Ora, la Corte d'Appello ha esaminato la capacità genitoriale del padre non soltanto fondandosi su condotte o situazioni pregresse ed ha formulato un giudizio negativo sulla capacità del medesimo di recupero in tempi congrui del rapporto genitoriale, sulla base di un’osservazione avviata nel 2018 e di una serie di elementi comportamentali emersi da una istruttoria espletata in primo grado ed in appello (il padre è stato sottoposto a colloqui con i Servizi Sociali e con una psicologa, come dal medesimo riferito).

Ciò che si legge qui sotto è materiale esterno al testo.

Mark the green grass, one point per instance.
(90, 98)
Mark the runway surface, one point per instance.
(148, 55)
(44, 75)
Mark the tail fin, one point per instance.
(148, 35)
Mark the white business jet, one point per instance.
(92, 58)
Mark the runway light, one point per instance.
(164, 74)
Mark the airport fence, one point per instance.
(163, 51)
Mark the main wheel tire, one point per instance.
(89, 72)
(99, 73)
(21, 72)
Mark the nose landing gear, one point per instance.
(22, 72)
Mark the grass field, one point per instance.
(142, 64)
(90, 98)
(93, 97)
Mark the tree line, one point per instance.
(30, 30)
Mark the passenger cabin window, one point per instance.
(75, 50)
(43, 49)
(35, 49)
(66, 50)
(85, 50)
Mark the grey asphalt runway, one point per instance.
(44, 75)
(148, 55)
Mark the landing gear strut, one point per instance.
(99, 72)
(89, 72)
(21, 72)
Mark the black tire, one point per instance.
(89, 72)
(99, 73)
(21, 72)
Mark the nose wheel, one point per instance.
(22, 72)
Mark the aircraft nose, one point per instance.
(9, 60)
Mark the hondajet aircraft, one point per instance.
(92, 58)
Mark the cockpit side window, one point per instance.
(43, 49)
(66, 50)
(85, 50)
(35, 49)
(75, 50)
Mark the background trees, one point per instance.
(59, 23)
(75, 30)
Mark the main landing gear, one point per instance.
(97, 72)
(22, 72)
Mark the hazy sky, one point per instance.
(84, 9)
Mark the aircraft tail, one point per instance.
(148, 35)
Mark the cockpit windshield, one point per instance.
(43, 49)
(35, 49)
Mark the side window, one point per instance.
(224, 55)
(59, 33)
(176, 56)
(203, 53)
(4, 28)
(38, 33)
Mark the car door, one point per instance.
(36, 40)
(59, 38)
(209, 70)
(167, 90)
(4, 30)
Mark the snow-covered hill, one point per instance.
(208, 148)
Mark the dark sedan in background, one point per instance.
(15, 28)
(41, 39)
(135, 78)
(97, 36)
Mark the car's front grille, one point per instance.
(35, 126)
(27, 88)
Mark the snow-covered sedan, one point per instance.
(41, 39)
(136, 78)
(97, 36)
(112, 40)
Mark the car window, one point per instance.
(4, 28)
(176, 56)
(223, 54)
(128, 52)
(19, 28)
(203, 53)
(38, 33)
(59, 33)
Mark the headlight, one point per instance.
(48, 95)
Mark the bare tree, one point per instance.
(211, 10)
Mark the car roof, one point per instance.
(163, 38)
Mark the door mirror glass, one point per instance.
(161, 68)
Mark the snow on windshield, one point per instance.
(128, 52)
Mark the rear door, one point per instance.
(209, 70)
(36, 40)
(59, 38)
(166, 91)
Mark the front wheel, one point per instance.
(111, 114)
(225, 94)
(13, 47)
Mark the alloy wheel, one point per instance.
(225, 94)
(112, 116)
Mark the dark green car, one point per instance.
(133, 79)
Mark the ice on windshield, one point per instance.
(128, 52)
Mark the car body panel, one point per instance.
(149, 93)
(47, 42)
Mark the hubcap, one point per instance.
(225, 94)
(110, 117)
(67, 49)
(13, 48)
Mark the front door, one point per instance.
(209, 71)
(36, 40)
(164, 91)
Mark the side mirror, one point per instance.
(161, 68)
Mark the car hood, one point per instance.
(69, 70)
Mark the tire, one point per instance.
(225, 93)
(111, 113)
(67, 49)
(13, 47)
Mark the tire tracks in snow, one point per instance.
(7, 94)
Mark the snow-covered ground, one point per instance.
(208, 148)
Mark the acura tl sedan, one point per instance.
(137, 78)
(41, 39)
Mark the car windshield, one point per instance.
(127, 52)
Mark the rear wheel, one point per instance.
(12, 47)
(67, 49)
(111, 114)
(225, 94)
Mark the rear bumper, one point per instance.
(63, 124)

Dunque la valutazione è stata svolta senza trascurare sopravvenienze ed in modo diacronico, pervenendo ad un giudizio concreto ed attuale.
Deve osservarsi, infine, che non rileva la semplice volontà del padre di prendersi cura dei figli, in assenza di adeguati riscontri.
Questa Corte ha affermato (Cass. 4097/2018) che «in tema di adozione di minori d'età, sussiste la situazione d'abbandono, non solo nei casi di rifiuto intenzionale dell'adempimento dei doveri genitoriali, ma anche qualora la situazione familiare sia tale da compromettere in modo grave e irreversibile un armonico sviluppo psico-fisico del bambino, considerato in concreto, ossia in relazione al suo vissuto, alle sue caratteristiche fisiche e psicologiche, alla sua età, al suo grado di sviluppo e alle sue potenzialità; ne consegue l'irrilevanza della mera espressione di volontà dei genitori di accudire il minore in assenza di concreti riscontri» (nella specie, questa Corte, confermando la sentenza di appello, ha ritenuto la persistenza di una situazione di abbandono, a fronte di un impegno solo enunciato dai genitori di rimuovere le problematiche esistenziali e di mutare lo stile di vita).
La sentenza di appello sviluppa adeguate e convincenti argomentazioni sull’inidoneità del padre (la madre ha prestato consenso all’adozione), sull’impossibilità del recupero in tempi ragionevoli della situazione, sull’assenza di validi legami parentali, spiegando dunque per quale ragione l’adozione di M., nella specie, costituirebbe l’unico strumento utile ad evitare al minore un più grave pregiudizio ed ad assicurargli assistenza e stabilità affettiva.
Anche la richiesta di espletamento di una CTU è stata esaminata e rigettata con motivazione adeguata dalla Corte di merito.
3. Per tutto quanto sopra esposto, va respinto il ricorso.
Ricorrono giusti motivi, considerate tutte le peculiarità della concreta vicenda, vertendosi in tema di tutela di diritti della persona, per compensare integralmente tra tutte le parti le spese processuali.
Essendo il procedimento esente, non si applica l'art. 13, comma 1 quater del d.P.R. n. 115 del 2002.
P.Q.M.
La Corte respinge il ricorso.
Dichiara le spese del presente giudizio di legittimità integralmente compensate tra le parti.
Dispone che, ai sensi del D.Lgs. n. 198 del 2003, art. 52 siano omessi le generalità e gli altri dati identificativi, in caso di diffusione del presente provvedimento.